Thursday, September 12, 2013

Map File - construct, usage, code samples

This post covers, map file format, has links to Apache documentation, my notes on the topic and my sample program demonstrating the functionality. Feel free to share any insights or constructive criticism. Cheers!!

1.0. What's in this blog?

1.  Introduction to map file
2.  Sample code to convert a text file to a map file
3.  Sample code to read a map file

2.0. What's a Map File?

2.0.1. Definition:
From Hadoop the Definitive Guide..
A MapFile is a sorted SequenceFile with an index to permit lookups by key.

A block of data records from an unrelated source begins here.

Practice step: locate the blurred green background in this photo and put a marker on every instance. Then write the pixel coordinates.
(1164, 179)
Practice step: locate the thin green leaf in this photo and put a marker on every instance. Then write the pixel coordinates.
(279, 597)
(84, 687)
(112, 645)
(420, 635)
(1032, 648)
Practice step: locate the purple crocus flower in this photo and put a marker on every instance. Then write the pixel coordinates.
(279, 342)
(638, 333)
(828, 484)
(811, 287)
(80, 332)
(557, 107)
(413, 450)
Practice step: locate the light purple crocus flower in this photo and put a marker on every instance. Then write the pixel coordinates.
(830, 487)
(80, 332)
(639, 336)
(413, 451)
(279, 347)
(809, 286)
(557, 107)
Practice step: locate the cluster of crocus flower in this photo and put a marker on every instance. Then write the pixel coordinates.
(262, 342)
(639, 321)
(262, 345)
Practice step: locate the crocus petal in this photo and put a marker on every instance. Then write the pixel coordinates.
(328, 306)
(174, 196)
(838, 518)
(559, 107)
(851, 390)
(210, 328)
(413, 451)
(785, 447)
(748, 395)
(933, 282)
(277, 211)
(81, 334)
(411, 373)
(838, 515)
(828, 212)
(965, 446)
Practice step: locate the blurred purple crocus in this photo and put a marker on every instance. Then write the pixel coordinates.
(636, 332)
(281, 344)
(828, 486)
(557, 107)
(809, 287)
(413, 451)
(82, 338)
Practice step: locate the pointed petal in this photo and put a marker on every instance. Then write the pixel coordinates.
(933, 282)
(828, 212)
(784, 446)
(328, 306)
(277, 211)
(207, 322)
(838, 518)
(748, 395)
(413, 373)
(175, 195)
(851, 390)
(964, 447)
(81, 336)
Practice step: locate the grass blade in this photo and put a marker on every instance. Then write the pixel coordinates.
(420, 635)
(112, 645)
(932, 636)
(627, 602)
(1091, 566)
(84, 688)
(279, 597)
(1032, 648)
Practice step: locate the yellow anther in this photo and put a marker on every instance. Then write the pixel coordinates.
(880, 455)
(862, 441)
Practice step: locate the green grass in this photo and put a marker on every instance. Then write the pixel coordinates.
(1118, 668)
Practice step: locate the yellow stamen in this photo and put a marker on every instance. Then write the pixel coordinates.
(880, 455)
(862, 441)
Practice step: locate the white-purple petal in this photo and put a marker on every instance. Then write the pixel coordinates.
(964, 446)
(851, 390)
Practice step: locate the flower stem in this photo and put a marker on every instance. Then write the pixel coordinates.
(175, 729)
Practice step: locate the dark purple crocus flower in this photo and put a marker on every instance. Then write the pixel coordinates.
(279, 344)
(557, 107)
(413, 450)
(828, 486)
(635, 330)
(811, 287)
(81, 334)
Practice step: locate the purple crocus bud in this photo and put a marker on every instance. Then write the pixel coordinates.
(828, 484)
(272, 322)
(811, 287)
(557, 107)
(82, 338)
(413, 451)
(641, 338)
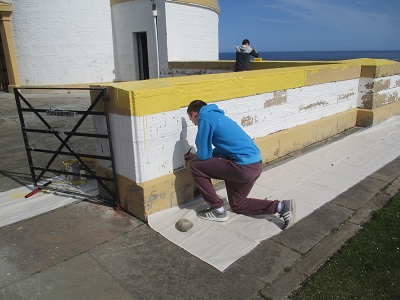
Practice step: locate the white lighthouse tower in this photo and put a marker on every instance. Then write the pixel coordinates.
(68, 42)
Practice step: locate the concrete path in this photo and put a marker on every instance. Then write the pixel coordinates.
(90, 251)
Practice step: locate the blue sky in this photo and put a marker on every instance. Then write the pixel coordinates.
(310, 25)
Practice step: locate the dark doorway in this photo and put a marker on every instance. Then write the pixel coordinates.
(142, 55)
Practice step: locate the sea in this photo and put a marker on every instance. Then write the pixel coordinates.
(319, 55)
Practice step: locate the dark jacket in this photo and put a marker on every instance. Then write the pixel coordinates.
(243, 57)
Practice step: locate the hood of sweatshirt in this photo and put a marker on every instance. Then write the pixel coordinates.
(210, 107)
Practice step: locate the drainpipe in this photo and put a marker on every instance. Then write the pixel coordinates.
(154, 9)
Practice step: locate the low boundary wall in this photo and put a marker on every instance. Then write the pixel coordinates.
(282, 109)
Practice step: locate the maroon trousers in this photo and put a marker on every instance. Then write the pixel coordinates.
(239, 180)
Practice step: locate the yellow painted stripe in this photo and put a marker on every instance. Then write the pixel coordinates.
(140, 98)
(146, 97)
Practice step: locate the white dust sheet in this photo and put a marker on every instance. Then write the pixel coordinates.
(312, 180)
(15, 207)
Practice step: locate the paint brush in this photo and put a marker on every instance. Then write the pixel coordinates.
(37, 189)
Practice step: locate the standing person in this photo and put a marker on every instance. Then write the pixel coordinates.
(235, 159)
(243, 53)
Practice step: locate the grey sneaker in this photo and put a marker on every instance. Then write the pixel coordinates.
(288, 213)
(213, 215)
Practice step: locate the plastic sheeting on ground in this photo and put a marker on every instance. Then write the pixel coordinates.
(312, 180)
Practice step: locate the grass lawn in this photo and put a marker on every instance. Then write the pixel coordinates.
(367, 266)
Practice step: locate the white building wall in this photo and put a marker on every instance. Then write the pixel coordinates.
(192, 32)
(63, 42)
(128, 18)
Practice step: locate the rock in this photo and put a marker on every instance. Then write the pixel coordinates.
(183, 225)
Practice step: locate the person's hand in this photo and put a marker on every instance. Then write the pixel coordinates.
(190, 156)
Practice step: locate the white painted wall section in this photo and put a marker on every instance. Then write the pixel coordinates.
(192, 32)
(63, 42)
(151, 146)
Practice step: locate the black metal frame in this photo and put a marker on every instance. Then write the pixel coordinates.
(64, 141)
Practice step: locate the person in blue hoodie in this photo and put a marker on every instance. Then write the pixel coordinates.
(243, 53)
(226, 152)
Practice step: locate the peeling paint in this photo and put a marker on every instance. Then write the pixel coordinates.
(313, 105)
(367, 100)
(381, 85)
(247, 121)
(346, 96)
(280, 97)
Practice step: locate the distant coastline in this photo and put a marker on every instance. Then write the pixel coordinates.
(319, 55)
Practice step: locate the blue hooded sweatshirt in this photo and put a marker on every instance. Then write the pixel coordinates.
(228, 138)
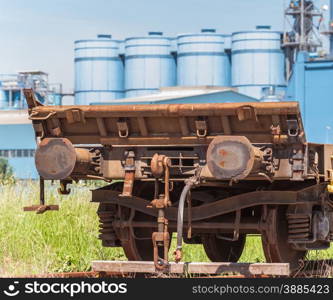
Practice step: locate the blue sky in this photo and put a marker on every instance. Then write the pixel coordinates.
(39, 34)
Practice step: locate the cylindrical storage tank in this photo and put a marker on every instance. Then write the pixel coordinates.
(202, 59)
(99, 71)
(3, 99)
(257, 61)
(149, 64)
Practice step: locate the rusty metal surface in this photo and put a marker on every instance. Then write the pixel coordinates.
(39, 209)
(55, 158)
(233, 157)
(193, 268)
(216, 208)
(170, 124)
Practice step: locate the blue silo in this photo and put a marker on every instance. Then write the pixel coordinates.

MapFile can be thought of as a persistent form of java.util.Map (although it doesn’t implement this interface), which is able to grow beyond the size of a Map that is kept in memory.
Apache documentation:
http://hadoop.apache.org/docs/current/api/org/apache/hadoop/io/MapFile.html 

2.0.2. Datatypes: 
The keys must be instances of WritableComparable, and the values, Writable.

2.0.3. Creating map files: 
Create an instance of MapFile.Writer and call append(), to add key-values, in order.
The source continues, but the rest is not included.